L’art cinétique est une notion des plus vagues, qui prend en charge des pratiques très diverses et éventuellement contradictoires dans leurs implications : en effet, dans son sens premier, l’Art cinétique s’attache à la notion de mouvement ; ce mouvement peut être réel (machines animées) ou virtuel (objets en donnant l’illusion) ; mais ce premier partage n’est pas nécessairement opérant, les travaux statiques d’Agam et les travaux animés de Pol Bury restant dans la ligne de l’Op Art.
Tableau contemporain Art cinétique & Op art
Op Art & art cinétique
En revanche, et en toute rigueur, rien n’autorise à rapprocher Tinguely, dont les sculptures à base de déchets animés exposent tout à la fois la dimension poétique des assemblages et la vanité comique du machinisme, et Nicolas Schöffer, qui conçoit, en s’appuyant sur la science et la technologie, des objets ou des environnements « sensoriels » — qui exaltent précisément la modernité.
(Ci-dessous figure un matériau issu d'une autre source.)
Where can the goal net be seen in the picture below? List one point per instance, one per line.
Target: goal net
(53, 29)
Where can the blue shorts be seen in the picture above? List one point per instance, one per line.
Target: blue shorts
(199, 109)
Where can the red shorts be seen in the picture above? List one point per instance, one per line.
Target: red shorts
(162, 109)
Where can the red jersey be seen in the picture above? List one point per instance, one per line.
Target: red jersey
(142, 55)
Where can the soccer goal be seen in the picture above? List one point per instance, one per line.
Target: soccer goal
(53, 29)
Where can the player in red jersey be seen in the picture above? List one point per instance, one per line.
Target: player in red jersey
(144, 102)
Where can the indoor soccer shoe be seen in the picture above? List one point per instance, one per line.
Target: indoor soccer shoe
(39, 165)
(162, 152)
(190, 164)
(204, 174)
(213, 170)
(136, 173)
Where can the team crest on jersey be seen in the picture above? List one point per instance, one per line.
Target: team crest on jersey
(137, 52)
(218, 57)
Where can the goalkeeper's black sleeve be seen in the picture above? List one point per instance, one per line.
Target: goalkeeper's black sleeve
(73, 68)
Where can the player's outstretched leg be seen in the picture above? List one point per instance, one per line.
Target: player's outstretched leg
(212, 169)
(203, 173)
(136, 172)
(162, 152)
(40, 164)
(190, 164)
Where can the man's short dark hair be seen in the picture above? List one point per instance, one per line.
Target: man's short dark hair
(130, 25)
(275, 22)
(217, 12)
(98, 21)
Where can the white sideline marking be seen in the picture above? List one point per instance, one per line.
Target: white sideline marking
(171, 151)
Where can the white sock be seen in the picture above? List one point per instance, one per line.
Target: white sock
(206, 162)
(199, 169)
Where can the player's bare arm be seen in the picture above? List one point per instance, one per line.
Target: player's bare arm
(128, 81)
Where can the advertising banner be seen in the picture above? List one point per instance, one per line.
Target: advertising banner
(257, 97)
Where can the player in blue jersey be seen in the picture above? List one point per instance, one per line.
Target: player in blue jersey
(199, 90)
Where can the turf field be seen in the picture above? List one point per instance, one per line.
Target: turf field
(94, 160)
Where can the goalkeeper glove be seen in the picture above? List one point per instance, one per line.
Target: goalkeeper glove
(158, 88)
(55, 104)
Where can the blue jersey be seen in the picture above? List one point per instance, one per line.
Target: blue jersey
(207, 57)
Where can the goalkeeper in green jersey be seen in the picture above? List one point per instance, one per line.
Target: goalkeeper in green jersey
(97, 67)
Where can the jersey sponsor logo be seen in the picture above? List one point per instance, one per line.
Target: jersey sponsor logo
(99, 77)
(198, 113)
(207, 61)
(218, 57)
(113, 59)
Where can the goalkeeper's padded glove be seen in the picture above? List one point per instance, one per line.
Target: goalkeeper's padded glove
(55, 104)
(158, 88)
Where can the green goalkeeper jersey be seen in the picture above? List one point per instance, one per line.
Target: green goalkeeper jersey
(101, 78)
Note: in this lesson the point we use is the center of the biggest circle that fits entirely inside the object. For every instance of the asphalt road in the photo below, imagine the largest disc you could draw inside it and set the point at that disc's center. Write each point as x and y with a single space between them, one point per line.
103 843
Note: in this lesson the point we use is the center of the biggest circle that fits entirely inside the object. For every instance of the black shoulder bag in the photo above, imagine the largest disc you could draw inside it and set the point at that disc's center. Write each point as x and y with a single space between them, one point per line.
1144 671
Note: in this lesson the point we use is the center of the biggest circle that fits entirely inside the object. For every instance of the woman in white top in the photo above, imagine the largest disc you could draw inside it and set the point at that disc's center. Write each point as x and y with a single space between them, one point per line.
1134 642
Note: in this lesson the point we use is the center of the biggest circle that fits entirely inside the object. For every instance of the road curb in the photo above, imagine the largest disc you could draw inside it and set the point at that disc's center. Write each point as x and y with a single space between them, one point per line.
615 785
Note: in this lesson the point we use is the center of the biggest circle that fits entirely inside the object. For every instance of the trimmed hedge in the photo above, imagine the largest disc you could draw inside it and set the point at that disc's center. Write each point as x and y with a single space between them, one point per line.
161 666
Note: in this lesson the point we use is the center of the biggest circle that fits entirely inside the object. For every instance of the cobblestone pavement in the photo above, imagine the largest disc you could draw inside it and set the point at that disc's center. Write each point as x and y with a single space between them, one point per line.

Toute une part de l’Art cinétique provient de l’Abstraction géométrique : la peinture géométrique et, de manière générale, la « pensée mathématique » permettraient d’échapper au ressassement expressionniste, individuel et sentimental. Certains des participants à l’exposition historique « le Mouvement », à la galerie Denise René en 1955, se situaient dans cette voie : Vasarely (1908), Agam (1928), Soto (1923), que devaient rejoindre Le Parc, Yvaral, Cruz-Diez.
Tous ces artistes recherchaient, à travers une grande économie de signaux et une dépersonnalisation de la fabrique au profit des mathématiques, une organisation polysémique de la surface picturale en deux dimensions induisant plusieurs possibilités de perception s’excluant mutuellement. Tandis que Vasarely, Agam, Yvaral poursuivaient dans cette voie (connue sous le nom d’Op Art, pour Optical Art), un groupe se constitua autour de François Morellet , en 1963 : le G.R.A.V. (Groupe de recherche d’art visuel), avec Le Parc et les Molnar, entre autres, dont l’activité inventive (oeuvres collectives, environnements, usage du néon, constitution de programmes aléatoires, intervention nécessaire du spectateur) et souvent ironique abandonne rapidement la pure exploration des hypothèses perceptives pour entreprendre un retour critique sur les conditions de l’activité artistique et sur ses catégories, frôlant par là les marges des grands mouvements des années 70, Art minimal et Art conceptuel. Ces mouvements ont eu une grande influence sur ma façon de penser l’art et en tant qu’artiste peintre contemporain toujours présent lors de mes créations actuelles. Vous pouvez retrouver cette inspiration de la vanité actuelle avec intelligence artificielle dans la série IAA.
Parmi ceux qui firent l’expérience du mouvement réel, la référence à Calder (d’ailleurs présent chez Denise René en 1955), à ses Mobiles et Stabiles, fut souvent revendiquée : Pol Bury étudie le mouvement lent, éventuellement sur des plans verticaux apparentés au tableau, comme dans 4087 cylindres érectiles (1971-1972), où les minuscules cylindres sont mus par un moteur électrique. Nicolas Schôffer exploite tous les ressorts de la technologie de pointe, d’une manière qui constitue un hymne à la modernité ; ses grands projets monumentaux ont été peu réalisés.